He was best known as the general manager of the Brooklyn and Los Angeles Dodgers from 1951 to 1968, during which time the team captured eight National League pennants and its first four World Series titles. He was previously a key figure in the integration of minor league baseball in the late 1940s while working for the Dodgers organization. He went on to become the first president of the San Diego Padres (1968–77); then, between 1977 and 1984, as general manager, he assembled the California Angels teams that made the franchise's first two postseason appearances. His sons Peter Bavasi and Bill Bavasi have also served as big league general managers.
Early life
He was born Emil Joseph Bavasi in Manhattan, New York City. His sister, Iola ("Lolly"), nicknamed him Buzzie because his mother said he was "always buzzing around."[1] Bavasi was raised in Scarsdale, New York by Joseph and Sue Bavasi. Joseph, his immigrant father, was a newspaper distributor.[2]
He went to high school at Fordham Preparatory School, in the Bronx, with Fred Frick, the son of Ford Frick, president of the National League.[2]
He attended DePauw University, in Greencastle, Indiana, where he was a catcher and while at DePauw roomed with Fred Frick, after which Ford Frick recommended Bavasi for an office boy position with the Dodgers to Larry MacPhail.[1] Bavasi graduated from DePauw in 1938.[3]
Bavasi was hired by Dodgers general manager Larry MacPhail in 1938, for $35 a week, to become a front office assistant with the Brooklyn Dodgers, and after one year was named the business manager of the Dodgers' Class D minor league team in Americus, Georgia, where he spent three seasons. In 1941 he moved to Durham, North Carolina Class B team of the Dodgers and married his wife, Evit.[2]

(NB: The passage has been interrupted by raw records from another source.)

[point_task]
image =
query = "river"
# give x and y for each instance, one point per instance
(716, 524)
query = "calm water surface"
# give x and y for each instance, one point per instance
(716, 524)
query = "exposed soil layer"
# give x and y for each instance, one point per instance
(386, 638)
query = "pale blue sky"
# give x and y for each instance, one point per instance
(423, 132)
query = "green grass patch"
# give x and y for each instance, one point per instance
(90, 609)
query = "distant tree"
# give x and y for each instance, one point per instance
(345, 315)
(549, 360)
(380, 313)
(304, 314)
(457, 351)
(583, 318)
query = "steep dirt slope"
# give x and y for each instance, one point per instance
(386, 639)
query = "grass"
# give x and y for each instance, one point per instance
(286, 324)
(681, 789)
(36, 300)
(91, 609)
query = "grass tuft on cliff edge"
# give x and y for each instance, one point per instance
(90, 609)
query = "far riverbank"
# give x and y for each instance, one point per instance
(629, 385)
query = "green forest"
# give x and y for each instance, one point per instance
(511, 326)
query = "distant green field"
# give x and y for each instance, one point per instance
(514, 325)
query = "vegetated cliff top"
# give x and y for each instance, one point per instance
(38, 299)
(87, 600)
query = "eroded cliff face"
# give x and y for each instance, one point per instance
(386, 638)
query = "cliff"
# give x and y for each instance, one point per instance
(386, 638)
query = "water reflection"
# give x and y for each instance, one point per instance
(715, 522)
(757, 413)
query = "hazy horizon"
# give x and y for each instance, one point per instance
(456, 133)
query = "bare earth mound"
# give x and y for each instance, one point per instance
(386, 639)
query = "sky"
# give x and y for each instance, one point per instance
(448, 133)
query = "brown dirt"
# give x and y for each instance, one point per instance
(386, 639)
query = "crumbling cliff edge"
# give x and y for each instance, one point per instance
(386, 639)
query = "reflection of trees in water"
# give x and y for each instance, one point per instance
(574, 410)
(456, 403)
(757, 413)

After being drafted, he was awarded a Bronze Star Medal fighting in the Italian Campaign of World War II as a machine-gunner in the United States Army.[1][2]
In late 1945, after serving 18 months, Staff Sergeant Bavasi returned to Georgia to rest with his family. While there, Dodgers president Branch Rickey telephoned and asked Bavasi to become business manager of a new minor-league baseball team in the New England League, and to find a suitable city in which to place the club.
Integration: Nashua and "Dodgertown"
Although Bavasi did not know for certain, he suspected that Rickey, who had started to integrate the Dodgers' farm system with the signing of Jackie Robinson the previous October, might be planning to sign more African Americans to contracts. If that was the case, the Dodgers needed a low-level minor-league team outside the American South to which to assign these players. Ultimately, Bavasi chose Nashua, New Hampshire. With fewer than 35,000 people, Nashua would be the smallest market in the New England League, and fewer than fifty African Americans resided in the community. However, the Nashua Dodgers were assured of a predominantly French Canadian fan base, a fact which both Rickey and Bavasi believed would help in the integration of African Americans into minor league baseball. Additionally, Nashua was home to the relatively new Holman Stadium, which Bavasi was able to lease from the city.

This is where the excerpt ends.